Y los dos concluimos lo mismo: nada de particular tenía que el padre Gracián se agobiara con aquel infierno. Ni que, advertido ya por el cuchillo que por equivocación tocó un cuerpo ajeno, temiera al peligro de muerte que corría. Y no sólo por lo que él imaginara, sino por lo que los demás le advertían: el padre Mariano, por ejemplo, que estaba siempre a su lado al principio y le ayudaba con su sentido exacerbado de la realidad, percibiendo el peligro por todas partes. Era aquel fraile muy dado al pesimismo y a la desconfianza, aunque Gracián le pidiera que no le metiera más miedo en el cuerpo. Hacía lo mismo que otras almas virtuosas, como una abadesa de por allí que estaba al tanto del peligro y quedó mucho más convencida de lo que pasaba o podía pasar al elevarse la sagrada forma en la misa, que fue cuando según ella quedó del todo segura de que la muerte acechaba a Gracián por la espalda en cualquier cuchillo llevado por fraile calzado con demonio dentro.

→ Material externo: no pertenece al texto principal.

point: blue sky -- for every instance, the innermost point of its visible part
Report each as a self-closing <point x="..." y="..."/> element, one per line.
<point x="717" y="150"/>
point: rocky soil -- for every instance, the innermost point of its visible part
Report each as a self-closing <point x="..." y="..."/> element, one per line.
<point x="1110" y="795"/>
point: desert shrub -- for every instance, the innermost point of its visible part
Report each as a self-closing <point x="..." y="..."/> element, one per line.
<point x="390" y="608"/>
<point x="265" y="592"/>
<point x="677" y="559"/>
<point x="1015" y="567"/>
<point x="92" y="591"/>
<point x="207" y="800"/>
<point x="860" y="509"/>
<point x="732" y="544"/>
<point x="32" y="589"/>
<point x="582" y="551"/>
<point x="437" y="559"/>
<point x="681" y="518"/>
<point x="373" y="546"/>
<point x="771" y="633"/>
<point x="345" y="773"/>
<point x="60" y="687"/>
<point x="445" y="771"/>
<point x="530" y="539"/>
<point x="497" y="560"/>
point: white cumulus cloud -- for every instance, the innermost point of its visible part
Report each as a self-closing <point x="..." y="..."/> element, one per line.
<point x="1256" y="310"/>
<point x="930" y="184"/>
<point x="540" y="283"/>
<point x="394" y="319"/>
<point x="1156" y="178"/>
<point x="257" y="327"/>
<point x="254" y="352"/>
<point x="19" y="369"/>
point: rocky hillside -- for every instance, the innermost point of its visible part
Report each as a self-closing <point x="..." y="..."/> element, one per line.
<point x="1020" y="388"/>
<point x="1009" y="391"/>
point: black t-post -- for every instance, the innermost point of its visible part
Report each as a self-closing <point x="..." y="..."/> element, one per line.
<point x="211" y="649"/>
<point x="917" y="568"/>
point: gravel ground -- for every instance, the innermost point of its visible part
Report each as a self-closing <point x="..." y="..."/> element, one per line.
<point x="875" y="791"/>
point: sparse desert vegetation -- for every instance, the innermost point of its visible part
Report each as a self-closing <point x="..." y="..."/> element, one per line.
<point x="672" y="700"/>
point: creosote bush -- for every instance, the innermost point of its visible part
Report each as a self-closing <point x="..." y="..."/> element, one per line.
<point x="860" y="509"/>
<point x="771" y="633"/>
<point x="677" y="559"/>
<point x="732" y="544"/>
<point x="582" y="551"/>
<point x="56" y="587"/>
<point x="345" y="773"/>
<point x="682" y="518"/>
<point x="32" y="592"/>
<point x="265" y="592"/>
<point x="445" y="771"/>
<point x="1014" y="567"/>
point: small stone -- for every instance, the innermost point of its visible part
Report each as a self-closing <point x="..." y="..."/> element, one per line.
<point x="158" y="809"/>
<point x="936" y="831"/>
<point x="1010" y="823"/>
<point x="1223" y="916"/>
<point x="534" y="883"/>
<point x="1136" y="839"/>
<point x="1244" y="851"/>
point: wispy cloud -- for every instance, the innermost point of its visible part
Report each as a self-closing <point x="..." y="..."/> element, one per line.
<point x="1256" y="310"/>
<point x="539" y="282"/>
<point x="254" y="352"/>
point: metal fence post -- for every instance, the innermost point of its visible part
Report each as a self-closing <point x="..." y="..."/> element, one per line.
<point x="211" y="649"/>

—Pues vaya si pasaba con los calzados —rememoró fray Humberto—. Además de contar los priores con ricas haciendas, se daban a la simonía y eran frecuentes las «conversaciones» entre frailes y jovencitas a la puerta del convento, las salidas nocturnas, los juegos de naipes y la entrada de mujeres en las celdas. Estaban los conventos llenos de novicios que huían de trabajar y buscaban la vida regalada. Todo eso tenía que atormentar forzosamente a los dos, a Gracián y a Teresa, empeñados de veras en la reforma.
—Y además, en aquellas horas de Beas de Segura —recordé yo— todavía sufrían los resultados de la semilla que plantara en Pastrana la que llamaban «la buena mujer», y no era otra cosa aquella mujer pequeña que el hombre que aparentaba en su cuerpo escaso, con rostro oscurecido y arrugado.
Me había aconsejado fray Humberto que no tratara de aplaudir a mi diablillo la visión de aquella mujer que contemplaba como criatura de sí mismo. No me atreví a decirle yo que el diablo es más pícaro que una endiablada de ese jaez y que lo que ella tuviera de él es lo que más divertía al diablillo. Por ejemplo: el espectáculo de la que gustaba vestir de hombre y de hombre parecer, que poca cosa quería con las mujeres y lo que demandó fue un hábito de fraile y hábito de fraile le dieron.
Mi diablillo oía hablar por entonces a Gracián y a la madre Teresa de la diabólica Cardona entre risas. Veía estremecerse a Teresa si le nombraban a la bruja de la princesa de Éboli, que tantos disgustos le propinó.
Pero fray Humberto ni caso: no quería hablar de la Éboli.
—Sea como fuere —dije, insistiendo en poner orden yo a mi propio relato—, Gracián no salió de Sevilla para dirigirse a Beas y arreglar con Teresa lo que estaba complicado, sino que, por lo complicadas que estaban las cosas de la orden, tuvo que viajar a Madrid y se detuvo en Beas.
—La reforma de Teresa —añadió él, sin importarle que fuera o no de mi interés el asunto— acababa con la ostentosa propiedad privada de los frailes calzados, que ella llamaba «los del paño», y fijaba el número de frailes en cuarenta por convento, creaba bibliotecas para darles entendederas y sustituía en el noviciado la sala común por celdas separadas en las que los novicios debían entregarse a la meditación, tan descuidada, dos veces al día. Pero volver a las costumbres austeras de antaño no les gustaba nada a aquellos bandoleros.
—No me extraña —dije.
—Lo cierto es que en Beas se detuvo —continuó fray Humberto— y que desde que ella puso los ojos en Gracián todo fue distinto.
—Distinto, sí, y de eso se nutrirá mi libro, sin duda, pero déjeme recordarle, mi querido padre, que Gracián se había quedado antes en Sevilla, muy tranquilo y cómodo, sin querer hacer valer las provisiones y cartas del rey que poseía, esperando a ver si se calmaban los nerviosos, predicando mientras tanto sustanciosos sermones en aquella cuaresma de 1575, y que quizá esa paciencia, esa pereza o ese modo de esperar a que llegara más claridad a un tiempo de nubarrones fue lo que le hizo tener menos prisa en llegar a Madrid y detenerse antes en Beas de Segura.
—Quedarse allí como se quedó más tiempo del que quizá tenía previsto —argumentó fray Humberto.
—Y salir de allí con más fuerzas para defenderse.